DEMSKE Journey for One (after Schubert's Winterreise)
View record and artist detailsRecord and Artist Details
Composer or Director: Hilary Demske
Genre:
Instrumental
Label: Navona
Magazine Review Date: 11/2021
Media Format: CD or Download
Media Runtime: 74
Mastering:
DDD
Catalogue Number: NV6370
Tracks:
Composition | Artist Credit |
---|---|
Journey for One |
Hilary Demske, Composer
Hilary Demske, Composer |
Author: Guy Rickards
The unwary might assume that Hilary Demske’s latest album is a transcription or reworking of Schubert’s great song-cycle, omitting the singer.

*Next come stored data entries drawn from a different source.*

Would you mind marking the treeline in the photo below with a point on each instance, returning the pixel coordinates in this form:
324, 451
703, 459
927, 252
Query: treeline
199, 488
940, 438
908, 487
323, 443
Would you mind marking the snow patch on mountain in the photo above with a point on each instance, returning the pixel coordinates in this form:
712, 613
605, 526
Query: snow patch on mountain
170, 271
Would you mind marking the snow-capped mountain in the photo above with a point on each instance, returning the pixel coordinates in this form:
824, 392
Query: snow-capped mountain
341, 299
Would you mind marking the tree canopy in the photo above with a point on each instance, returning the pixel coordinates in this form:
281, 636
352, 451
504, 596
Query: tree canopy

The mellifluous flow of the opening ‘Gute Nacht’ might endorse the misconception, were it not for the resonant opening chord, retextured by laying a timpani mallet on the strings. ‘Die Wetterfahne’ departs still further, adding aluminium foil to the mallet; this, then, is not so much a recomposition of Schubert but manifestly new music for partly prepared piano, based as much on Wilhelm Müller’s poems as Schubert’s settings.
Demske (b1980) refers to Journey for One (2009 14) as ‘a work that has clear origins with Schubert’s Winterreise, but is more of a refraction than a reflection. It represents my individual journey and experience with the music.’ Winterreise becomes a reservoir of motifs from which she weaves a series of 24 fantasias, with varying degrees of closeness to the original (‘Erstarrung’) or complete departure from it – as in the uproarious jazz riffs of ‘Der Lindenbaum’ and ‘Mut’, abetted by percussive preparations. But listen out for castanets in ‘Rückblick’, woodblock in ‘Die Post’ and bells in ‘Das Wirtshaus’. The pianist in places plays directly on the strings, too, as in ‘Auf dem Flusse’. In ‘Einsamkeit’, Demske almost turns the instrument into a giant zither. Schubert was never like this!
While it is quite fun to listen to Demske’s fantasias alongside the originals (one wonders what, for example, Fischer-Dieskau and Gerald Moore – whose recording remains a pinnacle of Schubert interpretation – would have made of it), Demske’s music has to stand on its own. That it does, so successfully, whether in the charmingly Lisztian ‘Wasserflut’ or the vivid prepared tempest of ‘Der stürmische Morgen’, is down to Demske’s barnstorming performance, blending classical pianism, contemporary music and jazz. It all comes together in a vibrant performance, vividly recorded at the Glenn Gould Studio in Toronto six years ago.